When neighbours asked Samir about his baby sister's death, he told them he'd rather not talk about it. I'm glad we'd rehearsed this in advance. 

As with other kinds of death, it’s important to be honest about how this death happened. Use the terms that explain a sudden medical event such as SIDS or heart attack. When the death is a homicide, use the word murder. Help your children understand what’s known about the death. For example:

Your baby sister died in her sleep. Doctors don’t understand why this happens with some babies. This is called SIDS, or sudden infant death syndrome.

Your mom was driving home from work and her car hit another car. She died in the accident.

Your cousin fell out of the canoe on his camping trip and wasn’t wearing a life vest. He wasn’t able to swim to shore and drowned.
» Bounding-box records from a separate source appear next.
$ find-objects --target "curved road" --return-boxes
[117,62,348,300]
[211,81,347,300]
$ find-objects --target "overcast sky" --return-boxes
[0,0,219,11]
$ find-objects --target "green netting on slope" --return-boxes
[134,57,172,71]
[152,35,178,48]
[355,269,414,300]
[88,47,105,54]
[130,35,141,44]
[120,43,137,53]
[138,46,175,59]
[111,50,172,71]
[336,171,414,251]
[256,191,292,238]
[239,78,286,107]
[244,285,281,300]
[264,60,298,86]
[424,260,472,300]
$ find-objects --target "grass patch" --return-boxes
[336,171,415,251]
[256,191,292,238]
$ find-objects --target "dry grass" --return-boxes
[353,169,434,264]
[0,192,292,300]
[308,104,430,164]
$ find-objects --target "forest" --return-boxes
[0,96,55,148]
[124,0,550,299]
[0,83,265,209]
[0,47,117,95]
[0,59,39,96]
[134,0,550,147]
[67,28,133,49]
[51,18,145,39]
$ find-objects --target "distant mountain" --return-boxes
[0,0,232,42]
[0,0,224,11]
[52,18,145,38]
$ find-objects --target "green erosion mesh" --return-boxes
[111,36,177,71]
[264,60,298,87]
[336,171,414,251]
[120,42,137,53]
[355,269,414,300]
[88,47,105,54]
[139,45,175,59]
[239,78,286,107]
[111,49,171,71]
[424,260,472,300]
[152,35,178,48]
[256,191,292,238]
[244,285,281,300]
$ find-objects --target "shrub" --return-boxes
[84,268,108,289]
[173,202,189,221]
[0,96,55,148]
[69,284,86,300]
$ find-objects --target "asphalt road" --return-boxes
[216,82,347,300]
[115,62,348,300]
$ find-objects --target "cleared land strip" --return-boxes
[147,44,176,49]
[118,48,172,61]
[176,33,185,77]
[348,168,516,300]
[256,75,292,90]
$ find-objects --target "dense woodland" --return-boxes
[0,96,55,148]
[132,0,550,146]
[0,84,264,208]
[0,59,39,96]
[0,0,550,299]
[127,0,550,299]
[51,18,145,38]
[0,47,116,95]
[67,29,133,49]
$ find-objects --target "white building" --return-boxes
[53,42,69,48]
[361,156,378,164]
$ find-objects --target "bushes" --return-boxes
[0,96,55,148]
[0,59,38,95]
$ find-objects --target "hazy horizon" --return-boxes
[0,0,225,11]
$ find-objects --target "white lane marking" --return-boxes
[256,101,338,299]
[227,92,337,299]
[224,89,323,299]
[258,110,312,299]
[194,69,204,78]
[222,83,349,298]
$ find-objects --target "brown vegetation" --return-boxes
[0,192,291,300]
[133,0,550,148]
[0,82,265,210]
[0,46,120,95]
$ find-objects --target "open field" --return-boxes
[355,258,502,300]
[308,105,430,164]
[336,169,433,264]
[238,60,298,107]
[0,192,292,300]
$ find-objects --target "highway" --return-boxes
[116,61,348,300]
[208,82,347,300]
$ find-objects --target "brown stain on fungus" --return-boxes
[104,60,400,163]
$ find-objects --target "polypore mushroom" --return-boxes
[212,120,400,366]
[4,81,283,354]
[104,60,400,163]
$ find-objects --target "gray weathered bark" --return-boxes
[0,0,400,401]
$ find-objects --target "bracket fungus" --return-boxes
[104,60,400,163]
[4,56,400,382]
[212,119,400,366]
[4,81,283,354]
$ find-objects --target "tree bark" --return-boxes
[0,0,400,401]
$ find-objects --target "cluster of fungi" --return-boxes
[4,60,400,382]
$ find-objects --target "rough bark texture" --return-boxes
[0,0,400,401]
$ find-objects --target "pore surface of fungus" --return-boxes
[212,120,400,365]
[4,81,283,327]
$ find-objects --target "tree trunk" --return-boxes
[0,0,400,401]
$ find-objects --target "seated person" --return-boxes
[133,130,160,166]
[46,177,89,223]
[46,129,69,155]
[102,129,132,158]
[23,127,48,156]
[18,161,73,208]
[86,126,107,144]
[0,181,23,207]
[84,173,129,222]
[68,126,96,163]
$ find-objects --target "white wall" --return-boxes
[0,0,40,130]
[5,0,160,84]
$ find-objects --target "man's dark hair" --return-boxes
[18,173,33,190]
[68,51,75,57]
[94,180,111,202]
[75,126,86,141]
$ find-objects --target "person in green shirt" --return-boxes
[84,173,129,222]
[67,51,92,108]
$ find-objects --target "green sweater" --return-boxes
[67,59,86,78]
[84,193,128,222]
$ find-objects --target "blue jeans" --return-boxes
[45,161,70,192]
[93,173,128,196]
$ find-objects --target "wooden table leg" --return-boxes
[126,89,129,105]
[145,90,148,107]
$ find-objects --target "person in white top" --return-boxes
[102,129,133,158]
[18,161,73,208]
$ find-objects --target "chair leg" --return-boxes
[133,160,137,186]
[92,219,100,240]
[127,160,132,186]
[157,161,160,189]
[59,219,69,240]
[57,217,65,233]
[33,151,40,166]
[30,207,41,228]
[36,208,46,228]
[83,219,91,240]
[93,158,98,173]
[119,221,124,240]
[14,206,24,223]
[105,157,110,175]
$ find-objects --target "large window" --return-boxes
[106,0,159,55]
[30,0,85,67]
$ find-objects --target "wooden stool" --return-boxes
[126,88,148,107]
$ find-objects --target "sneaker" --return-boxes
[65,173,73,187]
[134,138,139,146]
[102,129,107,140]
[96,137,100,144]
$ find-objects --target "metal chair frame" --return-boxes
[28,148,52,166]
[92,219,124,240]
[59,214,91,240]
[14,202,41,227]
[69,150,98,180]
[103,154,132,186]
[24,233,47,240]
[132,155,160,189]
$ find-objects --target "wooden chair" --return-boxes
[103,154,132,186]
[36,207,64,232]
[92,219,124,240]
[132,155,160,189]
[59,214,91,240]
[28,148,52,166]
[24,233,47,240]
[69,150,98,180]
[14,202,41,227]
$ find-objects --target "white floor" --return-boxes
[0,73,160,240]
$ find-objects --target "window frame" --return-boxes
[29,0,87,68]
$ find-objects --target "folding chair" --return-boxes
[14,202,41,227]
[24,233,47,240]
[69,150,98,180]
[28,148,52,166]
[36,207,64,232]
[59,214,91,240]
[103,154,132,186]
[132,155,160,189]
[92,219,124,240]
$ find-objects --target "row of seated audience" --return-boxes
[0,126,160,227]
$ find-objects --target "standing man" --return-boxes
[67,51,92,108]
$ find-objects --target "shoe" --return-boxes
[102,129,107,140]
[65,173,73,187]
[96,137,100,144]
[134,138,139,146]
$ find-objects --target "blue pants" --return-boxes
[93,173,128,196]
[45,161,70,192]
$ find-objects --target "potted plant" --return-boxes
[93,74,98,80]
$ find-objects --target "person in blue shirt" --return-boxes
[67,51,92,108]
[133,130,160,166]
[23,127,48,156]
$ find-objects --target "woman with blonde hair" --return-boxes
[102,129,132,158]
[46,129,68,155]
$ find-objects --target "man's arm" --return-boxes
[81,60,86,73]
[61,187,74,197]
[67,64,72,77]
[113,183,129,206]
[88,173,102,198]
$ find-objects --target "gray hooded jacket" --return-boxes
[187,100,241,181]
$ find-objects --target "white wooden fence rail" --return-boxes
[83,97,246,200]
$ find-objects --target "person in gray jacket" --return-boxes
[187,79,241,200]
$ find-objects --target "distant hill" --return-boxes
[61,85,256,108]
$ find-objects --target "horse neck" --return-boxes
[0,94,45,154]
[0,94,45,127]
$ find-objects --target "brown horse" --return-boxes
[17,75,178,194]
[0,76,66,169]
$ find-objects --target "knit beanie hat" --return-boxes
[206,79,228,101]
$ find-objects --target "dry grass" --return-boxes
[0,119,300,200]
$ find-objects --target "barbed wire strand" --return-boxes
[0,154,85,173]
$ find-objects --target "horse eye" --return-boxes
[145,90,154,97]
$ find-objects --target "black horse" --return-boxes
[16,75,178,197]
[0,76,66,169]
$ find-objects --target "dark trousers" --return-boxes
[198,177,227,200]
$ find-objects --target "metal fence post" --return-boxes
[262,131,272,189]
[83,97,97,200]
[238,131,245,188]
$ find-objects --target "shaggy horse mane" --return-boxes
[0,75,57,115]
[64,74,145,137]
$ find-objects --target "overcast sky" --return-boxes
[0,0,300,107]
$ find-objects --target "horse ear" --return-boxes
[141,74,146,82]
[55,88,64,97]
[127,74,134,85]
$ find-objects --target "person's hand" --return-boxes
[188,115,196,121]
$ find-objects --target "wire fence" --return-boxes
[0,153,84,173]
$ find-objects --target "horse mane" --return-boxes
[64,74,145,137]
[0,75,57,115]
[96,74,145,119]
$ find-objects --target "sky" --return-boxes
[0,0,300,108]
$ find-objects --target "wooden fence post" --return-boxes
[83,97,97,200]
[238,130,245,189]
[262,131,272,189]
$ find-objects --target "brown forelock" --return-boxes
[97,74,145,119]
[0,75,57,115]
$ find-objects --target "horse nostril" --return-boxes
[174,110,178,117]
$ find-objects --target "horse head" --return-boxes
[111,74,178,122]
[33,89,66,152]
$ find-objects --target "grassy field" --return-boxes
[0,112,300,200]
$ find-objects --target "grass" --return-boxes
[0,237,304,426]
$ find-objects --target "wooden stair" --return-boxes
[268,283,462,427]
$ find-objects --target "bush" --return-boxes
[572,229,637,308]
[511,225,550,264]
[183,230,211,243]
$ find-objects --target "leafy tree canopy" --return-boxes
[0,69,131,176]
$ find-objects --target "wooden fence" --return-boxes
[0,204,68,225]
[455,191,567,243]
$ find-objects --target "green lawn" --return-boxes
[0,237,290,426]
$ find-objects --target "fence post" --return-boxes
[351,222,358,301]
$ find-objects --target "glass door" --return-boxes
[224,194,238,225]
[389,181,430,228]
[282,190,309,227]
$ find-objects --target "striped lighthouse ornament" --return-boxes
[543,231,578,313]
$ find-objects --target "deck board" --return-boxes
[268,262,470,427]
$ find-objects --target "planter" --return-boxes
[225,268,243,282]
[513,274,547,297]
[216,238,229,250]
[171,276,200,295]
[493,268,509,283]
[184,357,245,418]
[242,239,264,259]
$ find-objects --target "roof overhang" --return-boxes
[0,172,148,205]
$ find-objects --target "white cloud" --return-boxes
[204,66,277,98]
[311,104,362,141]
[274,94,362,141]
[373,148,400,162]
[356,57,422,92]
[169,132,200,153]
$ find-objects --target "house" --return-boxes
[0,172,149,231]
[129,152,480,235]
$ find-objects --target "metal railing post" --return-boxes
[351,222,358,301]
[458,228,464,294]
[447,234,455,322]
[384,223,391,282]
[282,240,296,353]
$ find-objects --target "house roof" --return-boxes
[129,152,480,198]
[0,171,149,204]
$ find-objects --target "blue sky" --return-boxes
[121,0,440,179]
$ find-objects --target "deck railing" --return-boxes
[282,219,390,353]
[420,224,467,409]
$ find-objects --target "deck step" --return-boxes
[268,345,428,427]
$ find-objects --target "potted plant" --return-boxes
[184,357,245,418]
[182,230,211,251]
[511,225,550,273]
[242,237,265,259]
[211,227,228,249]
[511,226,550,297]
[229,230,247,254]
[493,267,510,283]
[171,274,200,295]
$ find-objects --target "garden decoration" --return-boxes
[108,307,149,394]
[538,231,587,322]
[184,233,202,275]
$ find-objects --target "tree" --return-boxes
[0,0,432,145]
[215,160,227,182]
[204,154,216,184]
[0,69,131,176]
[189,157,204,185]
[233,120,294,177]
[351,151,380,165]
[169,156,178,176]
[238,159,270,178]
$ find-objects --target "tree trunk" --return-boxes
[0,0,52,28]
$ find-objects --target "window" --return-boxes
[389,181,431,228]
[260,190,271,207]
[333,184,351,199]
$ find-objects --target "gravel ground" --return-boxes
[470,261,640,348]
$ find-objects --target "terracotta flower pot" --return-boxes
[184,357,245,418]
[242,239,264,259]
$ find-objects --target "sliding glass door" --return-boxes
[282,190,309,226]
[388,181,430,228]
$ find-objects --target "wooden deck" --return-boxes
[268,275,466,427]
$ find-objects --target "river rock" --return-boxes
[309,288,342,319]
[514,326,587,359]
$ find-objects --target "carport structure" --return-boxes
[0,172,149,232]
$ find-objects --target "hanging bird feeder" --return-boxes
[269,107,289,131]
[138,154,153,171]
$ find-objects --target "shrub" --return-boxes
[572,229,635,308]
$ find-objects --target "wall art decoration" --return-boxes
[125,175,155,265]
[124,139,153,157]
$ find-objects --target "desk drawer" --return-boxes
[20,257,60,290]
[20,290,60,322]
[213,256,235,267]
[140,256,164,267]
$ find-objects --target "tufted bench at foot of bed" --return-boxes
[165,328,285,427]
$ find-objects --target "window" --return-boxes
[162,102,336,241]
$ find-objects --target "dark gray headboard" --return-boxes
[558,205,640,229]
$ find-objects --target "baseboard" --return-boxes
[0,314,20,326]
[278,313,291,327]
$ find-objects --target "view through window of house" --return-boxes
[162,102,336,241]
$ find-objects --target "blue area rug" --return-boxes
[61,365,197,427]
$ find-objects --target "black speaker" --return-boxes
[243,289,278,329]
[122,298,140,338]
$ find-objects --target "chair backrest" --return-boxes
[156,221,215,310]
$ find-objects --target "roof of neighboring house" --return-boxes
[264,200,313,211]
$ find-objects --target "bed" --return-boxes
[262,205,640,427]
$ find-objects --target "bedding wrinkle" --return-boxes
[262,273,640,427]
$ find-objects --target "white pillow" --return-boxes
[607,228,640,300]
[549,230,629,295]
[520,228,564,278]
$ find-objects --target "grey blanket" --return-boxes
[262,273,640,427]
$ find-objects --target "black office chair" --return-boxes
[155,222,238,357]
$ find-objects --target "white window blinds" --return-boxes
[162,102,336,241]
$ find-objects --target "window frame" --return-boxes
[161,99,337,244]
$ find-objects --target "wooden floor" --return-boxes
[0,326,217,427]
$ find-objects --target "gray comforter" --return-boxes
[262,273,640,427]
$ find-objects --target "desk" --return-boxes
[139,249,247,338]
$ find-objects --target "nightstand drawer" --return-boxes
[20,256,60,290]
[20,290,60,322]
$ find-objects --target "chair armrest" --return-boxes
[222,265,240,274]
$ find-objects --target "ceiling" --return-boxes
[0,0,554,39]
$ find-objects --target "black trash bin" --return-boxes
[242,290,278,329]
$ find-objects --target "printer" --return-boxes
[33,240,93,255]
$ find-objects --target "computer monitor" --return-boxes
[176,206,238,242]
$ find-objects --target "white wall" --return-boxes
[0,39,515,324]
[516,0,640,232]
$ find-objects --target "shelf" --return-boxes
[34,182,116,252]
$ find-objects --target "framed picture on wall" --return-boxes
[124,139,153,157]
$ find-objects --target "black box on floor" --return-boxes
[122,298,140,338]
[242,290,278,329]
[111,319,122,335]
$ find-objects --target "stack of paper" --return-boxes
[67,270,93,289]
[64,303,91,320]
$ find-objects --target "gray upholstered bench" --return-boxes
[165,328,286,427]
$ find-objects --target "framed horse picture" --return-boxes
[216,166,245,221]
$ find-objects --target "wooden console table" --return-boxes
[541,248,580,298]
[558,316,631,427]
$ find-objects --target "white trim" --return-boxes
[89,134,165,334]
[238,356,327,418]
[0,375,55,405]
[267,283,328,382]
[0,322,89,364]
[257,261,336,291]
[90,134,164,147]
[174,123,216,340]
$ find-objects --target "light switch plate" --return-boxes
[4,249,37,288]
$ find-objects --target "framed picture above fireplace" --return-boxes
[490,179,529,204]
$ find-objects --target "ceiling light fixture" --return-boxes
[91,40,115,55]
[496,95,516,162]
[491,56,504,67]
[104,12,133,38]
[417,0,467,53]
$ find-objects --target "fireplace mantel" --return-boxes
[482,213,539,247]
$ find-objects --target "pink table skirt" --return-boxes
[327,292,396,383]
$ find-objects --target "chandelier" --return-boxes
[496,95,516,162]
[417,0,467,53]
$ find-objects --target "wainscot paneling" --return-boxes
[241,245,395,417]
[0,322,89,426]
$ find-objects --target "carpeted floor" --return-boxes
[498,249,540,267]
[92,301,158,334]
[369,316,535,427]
Your brother was in a fight at a party and someone shot him with a gun.

Providing details

Let children's questions guide you on how much information to provide. If they’re asking questions about the death, they’re usually ready for the answers even when these are difficult to hear.

You may be asked about the level of consciousness or physical suffering of the person who died. Keep in mind that graphic details aren’t helpful. However, for those children wanting to know more, hearing difficult information from a caring person is preferable to withholding details.